草舟座右銘

執行草舟が愛する偉人たちの言葉を「草舟座右銘」とし、一つひとつの言葉との出会い、想い、情緒を、書き下ろします。いままで著作のなかで触れた言葉もありますが、改めて各偉人に対して感じることや、その言葉をどのように精神的支柱としてきたか、草舟が定期的にみなさまへご紹介します。ウェブサイトで初めて公開する座右銘も登場します。

  • ロジェ・カイヨワ『戦争論』より

    しかし生きるものはすべて、恐ろしいものである。

    《 Mais tout ce qui vit est terrible. 》

  生きるということは、恐ろしいことなのである。ひとつの生命が生まれ、そして死ぬまでには、恐ろしい深淵が口を開いて待っている。生きるとは、それそのものが前人未踏の冒険なのだ。それは戦いであり、革命でもあるだろう。生きるものはすべて、その真っ只中を生き抜くのだ。だから、その生きるものもまた恐ろしいものと成っている。魔を制するものもまた、魔ということになるだろう。我々はそれを忘れてはならない。それを忘れるとき、人間は人間であることを捨てることになる。
  生の哲学者カイヨワは、この生命の本質をその『戦争論』において述べた。自己の思想の核心に、あの第三帝国のヨゼフ・ゲッベルスの言葉を引用した。冒頭の言葉がそれである。ここに私はカイヨワの持つ戦争観の本質を見ているのだ。人間は戦争を恐ろしいものだとしている。
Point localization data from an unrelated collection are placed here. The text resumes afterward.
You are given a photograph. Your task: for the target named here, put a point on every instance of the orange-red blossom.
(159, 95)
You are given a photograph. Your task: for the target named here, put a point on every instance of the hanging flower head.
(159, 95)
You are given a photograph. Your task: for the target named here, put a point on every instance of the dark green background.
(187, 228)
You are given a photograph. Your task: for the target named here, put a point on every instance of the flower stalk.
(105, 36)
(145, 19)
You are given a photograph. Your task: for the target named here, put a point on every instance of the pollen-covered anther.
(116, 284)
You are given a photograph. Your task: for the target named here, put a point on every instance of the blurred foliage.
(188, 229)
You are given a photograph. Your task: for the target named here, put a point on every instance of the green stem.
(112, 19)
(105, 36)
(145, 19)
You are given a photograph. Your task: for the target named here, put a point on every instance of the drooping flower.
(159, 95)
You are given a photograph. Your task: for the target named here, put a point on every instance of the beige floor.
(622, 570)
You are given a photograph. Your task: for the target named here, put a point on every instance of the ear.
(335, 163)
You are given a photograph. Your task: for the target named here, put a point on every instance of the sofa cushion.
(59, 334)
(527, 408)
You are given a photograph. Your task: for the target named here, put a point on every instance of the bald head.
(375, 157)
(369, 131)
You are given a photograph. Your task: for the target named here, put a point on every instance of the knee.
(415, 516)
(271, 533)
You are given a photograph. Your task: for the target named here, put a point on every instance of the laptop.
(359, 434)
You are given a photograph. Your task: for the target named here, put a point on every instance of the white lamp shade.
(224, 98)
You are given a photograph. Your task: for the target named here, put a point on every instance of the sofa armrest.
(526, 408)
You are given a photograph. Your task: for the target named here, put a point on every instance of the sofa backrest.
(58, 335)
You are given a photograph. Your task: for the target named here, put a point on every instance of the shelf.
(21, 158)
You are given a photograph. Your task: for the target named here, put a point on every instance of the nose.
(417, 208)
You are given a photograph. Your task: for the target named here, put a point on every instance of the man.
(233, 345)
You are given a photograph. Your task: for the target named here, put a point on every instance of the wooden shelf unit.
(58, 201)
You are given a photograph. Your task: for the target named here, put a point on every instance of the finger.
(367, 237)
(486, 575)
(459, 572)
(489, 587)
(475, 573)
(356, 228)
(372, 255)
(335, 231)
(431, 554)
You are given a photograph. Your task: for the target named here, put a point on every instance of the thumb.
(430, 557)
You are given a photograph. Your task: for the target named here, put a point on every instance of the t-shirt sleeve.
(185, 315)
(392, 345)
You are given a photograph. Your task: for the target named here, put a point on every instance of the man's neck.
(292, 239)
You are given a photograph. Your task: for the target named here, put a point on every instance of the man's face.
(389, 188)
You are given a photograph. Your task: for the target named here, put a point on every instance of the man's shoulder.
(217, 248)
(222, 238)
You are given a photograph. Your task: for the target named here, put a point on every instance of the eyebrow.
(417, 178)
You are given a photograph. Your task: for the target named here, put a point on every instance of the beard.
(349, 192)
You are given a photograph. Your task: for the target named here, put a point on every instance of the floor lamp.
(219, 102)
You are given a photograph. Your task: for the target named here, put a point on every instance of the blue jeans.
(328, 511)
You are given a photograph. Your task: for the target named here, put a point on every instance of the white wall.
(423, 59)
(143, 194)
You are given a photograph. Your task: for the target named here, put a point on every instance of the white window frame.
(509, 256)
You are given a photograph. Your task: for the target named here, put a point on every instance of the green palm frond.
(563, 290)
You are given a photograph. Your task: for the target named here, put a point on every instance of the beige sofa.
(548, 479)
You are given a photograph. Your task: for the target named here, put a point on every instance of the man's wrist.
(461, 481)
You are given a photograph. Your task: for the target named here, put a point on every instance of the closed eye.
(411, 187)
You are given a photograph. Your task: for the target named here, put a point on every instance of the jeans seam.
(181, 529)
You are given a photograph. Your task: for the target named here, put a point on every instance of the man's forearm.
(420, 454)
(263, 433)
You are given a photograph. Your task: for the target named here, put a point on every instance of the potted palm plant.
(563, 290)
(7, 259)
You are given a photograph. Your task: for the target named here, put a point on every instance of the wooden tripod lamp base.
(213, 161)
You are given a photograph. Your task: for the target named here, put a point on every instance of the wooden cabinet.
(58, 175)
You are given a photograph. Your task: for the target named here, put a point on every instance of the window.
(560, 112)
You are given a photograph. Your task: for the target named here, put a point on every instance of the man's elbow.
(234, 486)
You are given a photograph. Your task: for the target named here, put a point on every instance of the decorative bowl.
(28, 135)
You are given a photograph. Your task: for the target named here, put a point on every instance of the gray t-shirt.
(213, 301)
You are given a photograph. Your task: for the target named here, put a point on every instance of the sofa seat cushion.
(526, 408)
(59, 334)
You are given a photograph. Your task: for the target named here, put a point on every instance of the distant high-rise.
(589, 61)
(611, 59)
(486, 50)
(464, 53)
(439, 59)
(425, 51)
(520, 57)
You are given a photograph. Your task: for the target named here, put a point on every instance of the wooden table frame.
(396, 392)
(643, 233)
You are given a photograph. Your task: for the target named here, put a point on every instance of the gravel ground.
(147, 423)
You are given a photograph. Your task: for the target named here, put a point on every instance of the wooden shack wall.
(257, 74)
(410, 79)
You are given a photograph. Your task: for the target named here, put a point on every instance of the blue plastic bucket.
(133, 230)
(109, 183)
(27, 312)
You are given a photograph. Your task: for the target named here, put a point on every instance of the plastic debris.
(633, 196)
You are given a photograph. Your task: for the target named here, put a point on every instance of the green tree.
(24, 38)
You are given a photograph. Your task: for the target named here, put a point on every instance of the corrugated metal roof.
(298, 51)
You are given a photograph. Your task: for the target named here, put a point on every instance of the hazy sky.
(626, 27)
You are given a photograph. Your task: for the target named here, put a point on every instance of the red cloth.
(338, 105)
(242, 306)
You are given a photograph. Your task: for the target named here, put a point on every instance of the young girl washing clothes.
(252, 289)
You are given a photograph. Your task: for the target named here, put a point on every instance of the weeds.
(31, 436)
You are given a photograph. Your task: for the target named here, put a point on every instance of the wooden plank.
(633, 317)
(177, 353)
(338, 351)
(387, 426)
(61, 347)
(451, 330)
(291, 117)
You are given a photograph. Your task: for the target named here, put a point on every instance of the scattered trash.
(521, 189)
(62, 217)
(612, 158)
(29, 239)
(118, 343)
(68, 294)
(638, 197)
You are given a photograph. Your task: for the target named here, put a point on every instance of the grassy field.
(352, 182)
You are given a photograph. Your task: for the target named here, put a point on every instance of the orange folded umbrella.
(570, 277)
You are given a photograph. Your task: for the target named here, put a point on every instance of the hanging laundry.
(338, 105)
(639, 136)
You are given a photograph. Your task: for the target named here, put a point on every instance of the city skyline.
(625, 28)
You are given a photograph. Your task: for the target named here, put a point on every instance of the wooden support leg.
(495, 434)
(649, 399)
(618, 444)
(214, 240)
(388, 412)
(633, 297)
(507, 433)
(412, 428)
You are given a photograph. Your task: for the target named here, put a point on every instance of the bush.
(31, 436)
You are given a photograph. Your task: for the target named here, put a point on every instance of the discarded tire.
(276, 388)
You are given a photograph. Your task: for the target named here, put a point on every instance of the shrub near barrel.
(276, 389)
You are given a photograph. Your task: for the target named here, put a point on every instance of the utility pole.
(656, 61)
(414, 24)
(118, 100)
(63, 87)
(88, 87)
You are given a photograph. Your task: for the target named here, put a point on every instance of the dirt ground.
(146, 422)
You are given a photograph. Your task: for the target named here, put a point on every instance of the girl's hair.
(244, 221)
そして、人間の悪の根源を戦争の歴史に与えている。そこに、戦争の捉え方の間違いがある。人間の悪の逃げ道に、戦争は使われているのだ。戦争などは関係ない。人間とは、恐ろしいものなのだ。
  その真実は、却って表面的な綺麗事を捨てたナチス・ドイツの宣伝相によって語られたのである。人間の持つ本当の恐ろしさを思考するとき、戦争などは児戯に等しいものとなるだろう。戦争の中に人間悪を押し込めてしまう人類の歴史は、本質的な人類の終末をもたらす危険がある。本当の恐ろしさは、正しさの中にあるのだ。本当の恐ろしさは、幸福の中にあるのだ。本当の恐ろしさは、綺麗事の中にあるのだ。我々は人類の持つ恐ろしさを、もう一度考え直さなければならない。

2022年2月19日

ロジェ・カイヨワ(1913-1978) フランスの文芸批評家、社会学者、哲学者。バタイユやレリスとともに社会学研究会を設立。社会学的な視点から遊びと聖性を研究、先鋭的な批評活動を展開。また、文学や社会学のみならず昆虫学や物理学など、多岐にわたる分野において考察を行なった。『人間と聖なるもの』、『遊びと人間』等。